Note that the devices belonging to the group are evaluated when the trigger is installed, i.e. if a device is added to the group when the trigger is already installed, the trigger will not target the newly added device. The same goes for devices removed from the group, that will still be targeted by the trigger until it is removed.

Authorization

Just like any other Astarte component, Authorization is encapsulated in a token claim, in particular the a_ch claim. However, the mechanism is rather different compared to a REST API, and uses different verbs.

JOIN

The JOIN verb implies that a user can join a room. This only allows him to receive events and to interact in a read-only fashion with the room itself. There is no restriction to which events a user sees - if he is authorized to enter in a room, he will be capable of seeing all events flowing in.

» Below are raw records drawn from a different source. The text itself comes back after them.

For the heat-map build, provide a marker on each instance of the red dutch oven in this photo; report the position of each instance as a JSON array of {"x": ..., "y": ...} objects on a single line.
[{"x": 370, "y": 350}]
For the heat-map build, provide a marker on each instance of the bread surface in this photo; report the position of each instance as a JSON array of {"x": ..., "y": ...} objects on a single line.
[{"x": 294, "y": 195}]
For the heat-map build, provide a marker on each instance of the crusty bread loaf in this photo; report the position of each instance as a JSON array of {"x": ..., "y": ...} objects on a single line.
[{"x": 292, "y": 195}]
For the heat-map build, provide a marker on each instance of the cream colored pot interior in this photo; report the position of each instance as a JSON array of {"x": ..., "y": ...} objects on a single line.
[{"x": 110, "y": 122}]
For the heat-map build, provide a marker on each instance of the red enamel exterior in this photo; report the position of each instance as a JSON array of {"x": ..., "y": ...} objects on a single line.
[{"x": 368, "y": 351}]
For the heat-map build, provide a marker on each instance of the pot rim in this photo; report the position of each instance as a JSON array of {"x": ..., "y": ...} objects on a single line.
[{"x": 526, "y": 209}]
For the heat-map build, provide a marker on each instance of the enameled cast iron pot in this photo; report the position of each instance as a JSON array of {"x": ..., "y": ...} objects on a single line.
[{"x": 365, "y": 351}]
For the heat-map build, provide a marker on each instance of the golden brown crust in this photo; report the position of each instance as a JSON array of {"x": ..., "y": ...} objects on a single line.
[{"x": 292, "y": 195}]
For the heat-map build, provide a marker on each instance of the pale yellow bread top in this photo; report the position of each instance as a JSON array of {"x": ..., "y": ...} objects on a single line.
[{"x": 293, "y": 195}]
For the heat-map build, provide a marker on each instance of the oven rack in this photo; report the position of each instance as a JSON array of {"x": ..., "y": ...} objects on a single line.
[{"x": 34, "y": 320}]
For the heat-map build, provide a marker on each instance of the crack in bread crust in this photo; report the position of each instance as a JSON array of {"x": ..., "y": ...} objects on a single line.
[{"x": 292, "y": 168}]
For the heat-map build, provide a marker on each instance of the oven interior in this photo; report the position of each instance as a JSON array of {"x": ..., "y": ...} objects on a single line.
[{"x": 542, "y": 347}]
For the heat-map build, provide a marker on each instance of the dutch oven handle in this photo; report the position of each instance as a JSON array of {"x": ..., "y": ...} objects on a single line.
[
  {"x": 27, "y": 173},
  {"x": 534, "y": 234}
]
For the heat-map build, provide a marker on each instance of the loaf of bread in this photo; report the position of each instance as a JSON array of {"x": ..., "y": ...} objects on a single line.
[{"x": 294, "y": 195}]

More granular permissions can be done simply by creating more rooms in which different triggers will be installed.

The JOIN verb has the following semantic: JOIN::<regex>, where regex matches a room name (the room name is what follows rooms:<realm>: - the realm is implicit in the context of the authorization token). For example, a user authorized with the JOIN::test.* claim in the test realm will be able to join, for example, rooms:test:testthis, rooms:test:testme, rooms:test:test. The realm is always implicit in the regex, as the token is authenticated in the context of a Realm.

WATCH

The WATCH verb allows a user to install a Trigger within a room. Its semantics define which kind of trigger, and upon which entities the user is allowed to act. Watch semantics are WATCH::<regex>, where regex is a regular expression which matches a device, path or interface (or a mixture of them) in almost very same fashion as the a_aea claim (which is used in AppEngine).

Given different kind of triggers impact different Astarte entities, the Authorization claim implicitly defines which kind of triggers a user will be able to install. For example, f0VMRgIBAQAAAAAAAAAAAA/org.astarte-platform.genericsensors.Values.* will allow installing data triggers such as the one shown in the previous example, but won't let the user install device-wide triggers (such as connect/disconnect events). A claim such as f0VMRgIBAQAAAAAAAAAAAA or f0VMRgIBAQAAAAAAAAAAAA.*, instead, will allow device-level triggers to be installed.